Iran has selected a new Supreme Leader following the killing of Ayatollah Ali Khamenei in the initial US-Israeli strikes - and the choice has disappointed those hoping for a break from hardline rule. The position has gone to Mojtaba Khamenei, the previous leader's own son, a figure the United States sanctioned back in 2019.

The selection is "very disappointing," Gen. David Petraeus, former CIA director and former commander of US Central Command, said in a CSIS discussion covered by "Hvylya". Iran will get "another hardline ideological cleric" rather than any softening of the regime's posture, he said.

The succession underscores the resilience of Iran's ruling apparatus even after the decapitation strike that killed the senior Khamenei and other regime leaders. Petraeus acknowledged the initial strikes were "very impressive" in targeting regime leadership, but the system has regenerated its top position from within the same family and the same ideological mold.
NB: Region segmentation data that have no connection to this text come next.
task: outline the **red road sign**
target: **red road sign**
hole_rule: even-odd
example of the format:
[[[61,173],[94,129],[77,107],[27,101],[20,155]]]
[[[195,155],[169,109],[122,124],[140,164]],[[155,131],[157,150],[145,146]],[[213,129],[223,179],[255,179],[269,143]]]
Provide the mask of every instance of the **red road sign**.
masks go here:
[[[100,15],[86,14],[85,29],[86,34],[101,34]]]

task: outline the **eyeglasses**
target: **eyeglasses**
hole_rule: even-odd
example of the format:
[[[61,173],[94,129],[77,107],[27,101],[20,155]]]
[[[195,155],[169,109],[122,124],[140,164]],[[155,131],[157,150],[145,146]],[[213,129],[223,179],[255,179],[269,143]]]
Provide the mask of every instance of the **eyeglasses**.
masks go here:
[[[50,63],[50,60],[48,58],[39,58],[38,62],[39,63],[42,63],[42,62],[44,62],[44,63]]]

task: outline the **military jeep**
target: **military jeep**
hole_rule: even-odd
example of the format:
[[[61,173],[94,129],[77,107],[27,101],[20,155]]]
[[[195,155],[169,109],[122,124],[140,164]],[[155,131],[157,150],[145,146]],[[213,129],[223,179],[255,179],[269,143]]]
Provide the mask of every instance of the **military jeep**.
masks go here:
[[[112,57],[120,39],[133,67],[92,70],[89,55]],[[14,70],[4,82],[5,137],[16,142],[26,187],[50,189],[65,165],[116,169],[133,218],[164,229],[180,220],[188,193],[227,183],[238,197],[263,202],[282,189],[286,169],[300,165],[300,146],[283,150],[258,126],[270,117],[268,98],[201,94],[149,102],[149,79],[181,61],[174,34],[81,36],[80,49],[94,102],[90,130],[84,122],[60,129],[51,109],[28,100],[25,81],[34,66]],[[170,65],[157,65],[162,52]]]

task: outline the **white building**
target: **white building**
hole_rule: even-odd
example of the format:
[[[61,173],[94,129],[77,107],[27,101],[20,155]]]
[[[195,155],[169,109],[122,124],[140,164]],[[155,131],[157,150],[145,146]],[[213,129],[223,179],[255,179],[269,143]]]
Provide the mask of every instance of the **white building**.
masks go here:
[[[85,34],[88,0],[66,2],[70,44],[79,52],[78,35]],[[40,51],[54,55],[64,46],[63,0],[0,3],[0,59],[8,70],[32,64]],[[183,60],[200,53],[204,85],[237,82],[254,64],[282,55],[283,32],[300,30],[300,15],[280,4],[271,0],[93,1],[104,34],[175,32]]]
The broader picture remains bleak for those hoping internal change might follow the military campaign. Petraeus said regime protection forces number roughly one million before reserves are mobilized: over 150,000 in the Islamic Revolutionary Guards Corps, more than 200,000 Basij militia, 400,000 in the regular military, 250,000 National Police, and 25,000 from the Ministry of Intelligence. These forces "have shown a willingness to kill their own citizens - tens of thousands of them in the January demonstrations alone," Petraeus said.

With the new Supreme Leader coming from within the regime's innermost circle, the prospect of a political opening from above has effectively vanished. And organized opposition from below does not exist - Petraeus said there is "no leader, no headquarters, no chain of command, no logistics, not even any weapons" among the demonstrators who took to the streets in massive numbers.